MARCIA ISTMICA NON AGONISTICA "Ponte della Fratellanza"
a piedi, da Otranto a Gallipoli per 50 chilometri in unica tappa di circa 11 ore

  

Il prossimo evento si terrà il 25 APRILE 2022 con la partecipazione di tantissime associazioni a livello nazionale. 

Maggiori info saranno pubblicate a dicembre 2021.

Contatto: +39 347. 701.7522


 

 Domenica 28 aprile 2019 si è svolta l'undicesima edizione sportiva, non agonistica, della

TRANSALENTINA  DEL  SOLE

Otranto - Gallipoli
Otranto - Gallipoli

La “TranSalentina del Sole” Ponte della Fratellanza è una vera e propria avventura sportivo-naturalistico-culturale che offre l’emozione di poter programmare un’intera giornata di percorso a piedi, instilla la gioia di superare se stessi nell’attraversamento del Salento e stimola l’entusiasmo di un numero sempre crescente di camminatori.

 

Da Otranto a Gallipoli, dunque, in una sola tappa, dal mattino alla sera, seguendo la via tracciata dal sole.

 

Domenica 28 aprile 2019 si è attraversato il Salento da Est ad Ovest, lungo la Via dell’olio, dei megaliti, dei fenomeni geomorfologici, degli insediamenti rupestri in un gradevolissimo tracciato studiato e messo a punto dal gruppo escursionistico SpeleoTrekkingSalento di Lecce.

 

“Il Ponte della Fratellanza”, marcia istmica non agonistica 70.000 passi”, è inserita nella serie “Grandi Trekking” dell’Associazione. Ideata e fortemente voluta da Riccardo Rella, il pioniere del trekking nel Salento e portata avanti con la inarrestabile forza di tutta SpeleoTrekkingSalento, la “TranSalentina del Sole” è giunta all'undicesima edizione.

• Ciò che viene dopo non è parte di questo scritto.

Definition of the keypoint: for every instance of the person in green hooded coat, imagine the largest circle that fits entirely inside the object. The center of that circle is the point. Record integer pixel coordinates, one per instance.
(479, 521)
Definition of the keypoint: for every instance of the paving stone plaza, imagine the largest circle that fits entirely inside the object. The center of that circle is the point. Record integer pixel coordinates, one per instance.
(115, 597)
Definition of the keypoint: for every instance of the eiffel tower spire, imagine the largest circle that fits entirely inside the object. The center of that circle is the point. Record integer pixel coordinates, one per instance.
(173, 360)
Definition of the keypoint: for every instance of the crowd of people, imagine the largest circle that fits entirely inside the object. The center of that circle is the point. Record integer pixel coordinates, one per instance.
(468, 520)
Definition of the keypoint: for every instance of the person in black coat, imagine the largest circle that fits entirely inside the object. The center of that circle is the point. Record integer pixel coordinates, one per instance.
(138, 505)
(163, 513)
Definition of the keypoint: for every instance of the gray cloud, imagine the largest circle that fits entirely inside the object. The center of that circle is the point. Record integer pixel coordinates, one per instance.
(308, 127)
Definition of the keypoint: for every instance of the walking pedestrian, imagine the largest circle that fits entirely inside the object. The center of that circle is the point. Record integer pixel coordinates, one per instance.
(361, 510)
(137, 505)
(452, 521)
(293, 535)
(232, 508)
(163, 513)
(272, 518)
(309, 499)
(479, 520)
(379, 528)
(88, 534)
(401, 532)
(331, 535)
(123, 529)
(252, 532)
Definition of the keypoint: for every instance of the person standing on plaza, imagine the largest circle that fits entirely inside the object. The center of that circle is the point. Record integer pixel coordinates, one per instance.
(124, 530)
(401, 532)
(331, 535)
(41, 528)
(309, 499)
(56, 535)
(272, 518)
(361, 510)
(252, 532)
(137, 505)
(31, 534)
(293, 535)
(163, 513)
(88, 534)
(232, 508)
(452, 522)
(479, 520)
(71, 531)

La Transalentina si snoda su un tracciato di ben 50 km, per 12 comuni (Otranto, Giurdignano, Giuggianello, Sanarica, Muro Leccese, Scorrano, Supersano, Casarano, Matino, Parabita, Alezio e Gallipoli), nei più diversi paesaggi, su asfalto, sterrato, scollinando serre, tra muretti a secco ed enormi distese di ulivi e macchia mediterranea sino al mare Ionio.

 

Tra i partecipanti, due suggestive figure: gli “Idrofori” o portatori d’acqua, il più anziano dei quali avrà un piccolo contenitore pieno di acqua prelevata a Otranto dalla Palascia adriatica. Giunti a Gallipoli, l’idroforo più giovane, per il tramite del primo cittadino della cittadina ionica, riceverà l’ampolla dal più anziano e  riverserà, pubblicamente,  l’acqua nel mare Jonio.

 

Un abbraccio simbolico, dunque,  tra le due città portuali, opposte geograficamente, ma accomunate nella difesa del territorio salentino e nel ricordo dei terribili, drammatici momenti contro i diversi incursori e i feroci assalitori saraceni.